Andaikata orang itu sedang bertayammum lalu kejatuhan najis, tidak batal tayammumnya menurut madzhab yang kuat. Andaikata orang itu bertayammum sebelum berijtihad menentukan qiblat, maka mengenai sah atau tidaknya tayammumnya ada dua wajah. Sama dengan masalahnya orang yang pada anggota tayammumnya ada najis. Wallāhu a‘lam.
Berkata Syaikh Abū Syuja‘:
(وَ سُنَنُهُ ثَلَاثَةُ أَشْيَاءَ: التَّسْمِيَةُ، وَ تَقْدِيْمُ الْيُمْنَى عَلَى الْيُسْرَى، وَ الْمُوَالَاةُ قِيَاسًا عَلَى الْوُضُوْءِ.).
[Sunnat-sunnatnya tayammum ada tiga, yaitu membaca basmalah, mendahulukan tangan kanan daripada yang kiri, dan berturut-turut. Semua itu dikiaskan dengan wudhu’].

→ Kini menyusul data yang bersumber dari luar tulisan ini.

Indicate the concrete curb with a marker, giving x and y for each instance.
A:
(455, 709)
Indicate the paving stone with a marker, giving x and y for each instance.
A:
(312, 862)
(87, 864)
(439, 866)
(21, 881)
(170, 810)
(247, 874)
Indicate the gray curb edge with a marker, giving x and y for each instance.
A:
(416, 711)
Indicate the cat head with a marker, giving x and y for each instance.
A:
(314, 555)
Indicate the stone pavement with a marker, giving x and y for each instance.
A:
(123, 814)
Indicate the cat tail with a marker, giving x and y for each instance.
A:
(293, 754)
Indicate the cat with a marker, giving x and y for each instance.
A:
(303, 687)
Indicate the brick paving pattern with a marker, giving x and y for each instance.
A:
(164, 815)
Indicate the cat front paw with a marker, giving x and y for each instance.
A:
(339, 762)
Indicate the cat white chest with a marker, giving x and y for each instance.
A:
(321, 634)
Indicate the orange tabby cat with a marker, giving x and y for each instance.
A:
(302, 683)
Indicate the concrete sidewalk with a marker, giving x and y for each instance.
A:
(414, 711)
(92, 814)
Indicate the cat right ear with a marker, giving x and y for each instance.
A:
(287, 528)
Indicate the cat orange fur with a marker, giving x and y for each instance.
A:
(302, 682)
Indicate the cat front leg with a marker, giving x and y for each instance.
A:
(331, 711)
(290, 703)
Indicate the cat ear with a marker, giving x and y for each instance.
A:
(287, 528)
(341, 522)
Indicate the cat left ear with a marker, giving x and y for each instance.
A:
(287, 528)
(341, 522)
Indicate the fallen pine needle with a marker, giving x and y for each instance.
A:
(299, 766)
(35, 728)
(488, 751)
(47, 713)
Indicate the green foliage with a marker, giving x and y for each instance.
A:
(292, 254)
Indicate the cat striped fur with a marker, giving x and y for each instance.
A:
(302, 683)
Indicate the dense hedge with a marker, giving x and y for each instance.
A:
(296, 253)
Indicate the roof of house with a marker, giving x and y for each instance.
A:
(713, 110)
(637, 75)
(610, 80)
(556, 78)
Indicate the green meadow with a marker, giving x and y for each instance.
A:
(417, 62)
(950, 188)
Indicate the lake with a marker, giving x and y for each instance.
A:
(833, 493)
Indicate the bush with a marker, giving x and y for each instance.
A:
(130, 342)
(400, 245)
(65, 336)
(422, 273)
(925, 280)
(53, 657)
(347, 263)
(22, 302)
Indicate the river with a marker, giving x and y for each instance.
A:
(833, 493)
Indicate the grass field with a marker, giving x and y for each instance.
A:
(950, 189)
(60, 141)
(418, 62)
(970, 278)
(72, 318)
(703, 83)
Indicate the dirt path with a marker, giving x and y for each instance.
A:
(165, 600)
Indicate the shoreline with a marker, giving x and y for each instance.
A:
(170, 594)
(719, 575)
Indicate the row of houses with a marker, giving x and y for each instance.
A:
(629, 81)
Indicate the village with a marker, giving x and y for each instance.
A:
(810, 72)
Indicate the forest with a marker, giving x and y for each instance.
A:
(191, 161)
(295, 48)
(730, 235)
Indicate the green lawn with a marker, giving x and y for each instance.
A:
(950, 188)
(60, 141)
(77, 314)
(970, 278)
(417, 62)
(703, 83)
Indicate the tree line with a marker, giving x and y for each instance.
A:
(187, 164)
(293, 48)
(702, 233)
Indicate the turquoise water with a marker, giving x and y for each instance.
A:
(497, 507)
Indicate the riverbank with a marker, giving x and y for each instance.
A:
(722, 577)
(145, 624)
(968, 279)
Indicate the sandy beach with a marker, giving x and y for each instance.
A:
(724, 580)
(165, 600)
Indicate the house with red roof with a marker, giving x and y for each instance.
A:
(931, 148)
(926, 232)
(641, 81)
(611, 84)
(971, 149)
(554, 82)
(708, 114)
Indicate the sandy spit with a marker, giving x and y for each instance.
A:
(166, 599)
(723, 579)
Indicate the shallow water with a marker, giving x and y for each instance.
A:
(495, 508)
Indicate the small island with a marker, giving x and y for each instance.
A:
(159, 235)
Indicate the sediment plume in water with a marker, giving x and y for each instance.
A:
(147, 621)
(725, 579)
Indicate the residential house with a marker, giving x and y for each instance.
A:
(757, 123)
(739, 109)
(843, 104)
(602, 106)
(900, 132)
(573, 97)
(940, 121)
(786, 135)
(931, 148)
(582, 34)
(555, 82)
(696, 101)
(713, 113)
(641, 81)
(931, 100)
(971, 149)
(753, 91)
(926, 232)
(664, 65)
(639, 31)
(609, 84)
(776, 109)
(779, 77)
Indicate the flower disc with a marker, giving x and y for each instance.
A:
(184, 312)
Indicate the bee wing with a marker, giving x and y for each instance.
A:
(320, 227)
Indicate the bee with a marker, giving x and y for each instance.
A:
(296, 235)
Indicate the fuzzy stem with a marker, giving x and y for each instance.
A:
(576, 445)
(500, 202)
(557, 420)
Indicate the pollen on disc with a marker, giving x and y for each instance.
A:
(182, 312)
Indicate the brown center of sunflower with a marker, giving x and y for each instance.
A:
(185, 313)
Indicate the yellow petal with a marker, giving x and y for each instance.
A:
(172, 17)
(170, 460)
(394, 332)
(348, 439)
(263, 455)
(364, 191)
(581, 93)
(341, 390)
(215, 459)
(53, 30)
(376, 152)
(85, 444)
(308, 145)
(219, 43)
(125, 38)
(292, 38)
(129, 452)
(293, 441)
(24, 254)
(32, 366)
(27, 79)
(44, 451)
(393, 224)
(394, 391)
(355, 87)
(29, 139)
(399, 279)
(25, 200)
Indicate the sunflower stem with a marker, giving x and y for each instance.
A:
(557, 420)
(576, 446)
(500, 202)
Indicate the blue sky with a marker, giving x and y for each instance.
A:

Di antara sunnat-sunnatnya tayammum lagi ialah memperingan (mempersedikitkan) tanah yang diambil jika berlebihan; hendaknya melepaskan cincin pada pukulan yang pertama; hendaknya menghadap ke qiblat sebagaimana dalam wudhu’, dan hendaknya setelah pukulan yang kedua jari-jemarinya itu saling dimasukkan satu kepada yang lainnya. Imām Nawawī berkata di dalam asal kitab ar-Raudhah: Juga (disunnatkan) membaca dua syahadat sesudah tayammum itu, sebagaimana wudhu’ dan mandi. Wallāhu a‘lam.